Not hitting the spot (but it’s me, not the recipe)

There is nothing wrong with this recipe really. Other than it really should have told me to “half-moon” cut all the vegetables, and not just the zucchini, it’s very cool looking and easy to make. Lots of chopping but let’s face it, all recipes have lots of chopping. But, it’s just not hitting the spot for me this week. Also, and I find this very rarely, it’s a recipe that is not holding up as leftovers. I may make this again when I have company and it will all get eaten at one sitting as it was really best right out of the oven. I will also serve it with a side of spaghetti and sauce. It is a dish that needs some sauce to really make it sing.

Primavera Stuffed Chicken (original recipe on
4 servings

Primavera Stuffed Chicken

There is chicken there among the giant pieces of veggies (fixed the recipe to deal with that next time around!)

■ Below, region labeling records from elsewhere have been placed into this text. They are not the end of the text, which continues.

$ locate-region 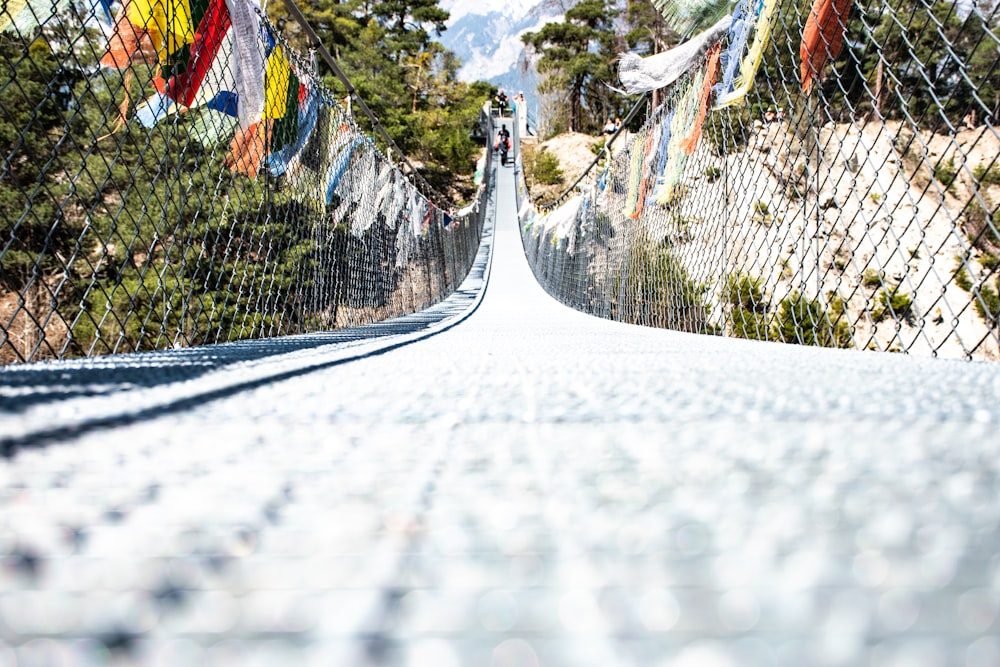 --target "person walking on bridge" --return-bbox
[494,88,507,118]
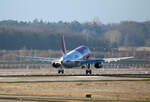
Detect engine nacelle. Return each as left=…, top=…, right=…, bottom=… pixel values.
left=94, top=62, right=103, bottom=69
left=52, top=63, right=61, bottom=68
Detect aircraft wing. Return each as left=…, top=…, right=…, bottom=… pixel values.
left=103, top=56, right=134, bottom=63
left=71, top=57, right=133, bottom=64
left=12, top=54, right=59, bottom=62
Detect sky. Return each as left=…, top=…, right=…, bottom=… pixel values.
left=0, top=0, right=150, bottom=24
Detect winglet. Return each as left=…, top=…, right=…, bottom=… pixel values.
left=61, top=35, right=66, bottom=55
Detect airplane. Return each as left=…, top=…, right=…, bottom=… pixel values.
left=13, top=36, right=133, bottom=75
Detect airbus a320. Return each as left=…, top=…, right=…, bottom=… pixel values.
left=13, top=36, right=133, bottom=75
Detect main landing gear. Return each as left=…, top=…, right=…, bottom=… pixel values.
left=58, top=68, right=64, bottom=74
left=86, top=64, right=92, bottom=75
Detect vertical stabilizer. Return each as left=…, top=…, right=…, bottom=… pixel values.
left=61, top=35, right=66, bottom=55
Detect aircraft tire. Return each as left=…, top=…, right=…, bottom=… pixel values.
left=86, top=69, right=92, bottom=75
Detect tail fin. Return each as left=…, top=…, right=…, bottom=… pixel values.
left=61, top=35, right=66, bottom=55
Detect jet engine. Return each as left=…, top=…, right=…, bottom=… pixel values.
left=52, top=63, right=61, bottom=68
left=94, top=62, right=103, bottom=69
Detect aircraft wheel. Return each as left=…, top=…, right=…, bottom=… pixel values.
left=58, top=69, right=64, bottom=74
left=86, top=69, right=92, bottom=75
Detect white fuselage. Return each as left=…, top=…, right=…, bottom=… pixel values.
left=60, top=46, right=90, bottom=68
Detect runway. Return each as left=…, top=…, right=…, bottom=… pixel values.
left=0, top=69, right=150, bottom=102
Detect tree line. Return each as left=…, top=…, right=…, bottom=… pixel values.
left=0, top=19, right=150, bottom=51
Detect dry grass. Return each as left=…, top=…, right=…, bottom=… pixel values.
left=0, top=81, right=150, bottom=101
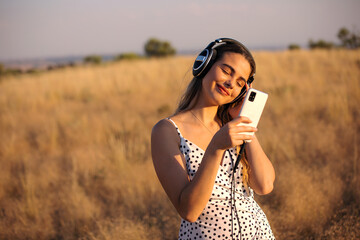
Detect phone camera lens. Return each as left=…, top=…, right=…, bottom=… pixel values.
left=249, top=92, right=256, bottom=102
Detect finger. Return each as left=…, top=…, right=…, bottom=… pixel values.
left=233, top=116, right=252, bottom=124
left=233, top=125, right=258, bottom=134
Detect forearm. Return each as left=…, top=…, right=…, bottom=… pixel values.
left=245, top=137, right=275, bottom=194
left=178, top=144, right=224, bottom=222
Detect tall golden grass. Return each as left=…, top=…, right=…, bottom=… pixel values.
left=0, top=50, right=360, bottom=240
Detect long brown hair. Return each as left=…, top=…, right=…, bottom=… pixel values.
left=175, top=43, right=256, bottom=190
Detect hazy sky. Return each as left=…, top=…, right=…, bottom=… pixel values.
left=0, top=0, right=360, bottom=60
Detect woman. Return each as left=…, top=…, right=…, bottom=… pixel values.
left=151, top=38, right=275, bottom=239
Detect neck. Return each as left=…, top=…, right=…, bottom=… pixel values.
left=190, top=106, right=218, bottom=125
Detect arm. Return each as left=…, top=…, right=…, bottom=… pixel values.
left=151, top=119, right=255, bottom=222
left=151, top=120, right=224, bottom=222
left=245, top=137, right=275, bottom=195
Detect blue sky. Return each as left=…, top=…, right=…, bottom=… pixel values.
left=0, top=0, right=360, bottom=60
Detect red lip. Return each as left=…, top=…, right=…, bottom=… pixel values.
left=216, top=84, right=230, bottom=96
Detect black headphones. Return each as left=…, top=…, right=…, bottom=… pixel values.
left=193, top=38, right=256, bottom=90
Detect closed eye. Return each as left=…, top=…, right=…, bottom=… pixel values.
left=237, top=80, right=245, bottom=87
left=221, top=68, right=231, bottom=75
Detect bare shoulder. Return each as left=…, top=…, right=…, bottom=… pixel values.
left=151, top=118, right=180, bottom=144
left=152, top=118, right=176, bottom=135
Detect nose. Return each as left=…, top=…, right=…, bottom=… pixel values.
left=224, top=78, right=236, bottom=89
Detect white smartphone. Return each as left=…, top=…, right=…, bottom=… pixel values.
left=239, top=88, right=268, bottom=142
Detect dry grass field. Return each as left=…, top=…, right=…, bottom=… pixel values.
left=0, top=50, right=360, bottom=240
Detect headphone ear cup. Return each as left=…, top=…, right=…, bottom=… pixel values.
left=193, top=48, right=214, bottom=77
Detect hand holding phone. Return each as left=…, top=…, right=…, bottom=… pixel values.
left=239, top=88, right=268, bottom=142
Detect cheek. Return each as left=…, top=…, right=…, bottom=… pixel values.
left=232, top=87, right=241, bottom=98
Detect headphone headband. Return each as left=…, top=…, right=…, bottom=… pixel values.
left=193, top=38, right=255, bottom=79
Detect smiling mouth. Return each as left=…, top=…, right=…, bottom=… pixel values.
left=216, top=84, right=230, bottom=96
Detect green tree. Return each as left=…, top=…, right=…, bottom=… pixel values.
left=309, top=39, right=334, bottom=49
left=114, top=52, right=141, bottom=61
left=83, top=55, right=102, bottom=64
left=144, top=38, right=176, bottom=57
left=337, top=27, right=360, bottom=49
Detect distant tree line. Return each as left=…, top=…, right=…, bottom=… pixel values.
left=83, top=38, right=176, bottom=65
left=288, top=27, right=360, bottom=50
left=0, top=38, right=176, bottom=77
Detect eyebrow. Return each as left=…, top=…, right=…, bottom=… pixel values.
left=223, top=63, right=246, bottom=82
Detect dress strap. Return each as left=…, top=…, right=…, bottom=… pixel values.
left=167, top=118, right=182, bottom=137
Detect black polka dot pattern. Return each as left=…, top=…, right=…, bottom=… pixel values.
left=169, top=119, right=275, bottom=240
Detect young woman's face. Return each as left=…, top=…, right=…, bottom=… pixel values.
left=200, top=52, right=251, bottom=105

4 boneless skinless chicken breasts
2 tbsp. extra-virgin olive oil
ground black pepper
1 tsp. Italian seasoning
1/2 zucchini, halved and thinly sliced into half moons
3 medium tomatoes, halved and thinly sliced into half moons
1 yellow bell peppers, thinly sliced and halved
1/2 red onion, thinly sliced into half moons
1 c. shredded mozzarella


  1. Preheat oven to 400º. Place chicken on a cutting board and make 5 slits in each breast, being careful not to cut through completely. Place on sheet pan.
  2. Drizzle oil over chicken and season with salt, pepper, and Italian seasoning.
  3. Stuff each chicken breast with zucchini, tomato, bell pepper, and red onion.
  4. Sprinkle each chicken breast with mozzarella.
  5. Bake until chicken is cooked through and no longer pink, 25 minutes.
  6. Serve with a side of pasta and sauce.

A new spaghetti sauce

Some weeks just require something quick, easy and tasty. Those are generally the weeks I make spaghetti. I am always hunting for new sauces to try; ones from scratch and ones, like the one I’m about to share, that use a jarred sauce as its base. This trial, two weeks ago now, was good but I actually think I would leave out the meat next time (shocker for me; I do love meat) and add in more vegetables. I’m thinking some mushrooms and fresh tomatoes would make this sing. I’ll let you know how it goes next time I try it!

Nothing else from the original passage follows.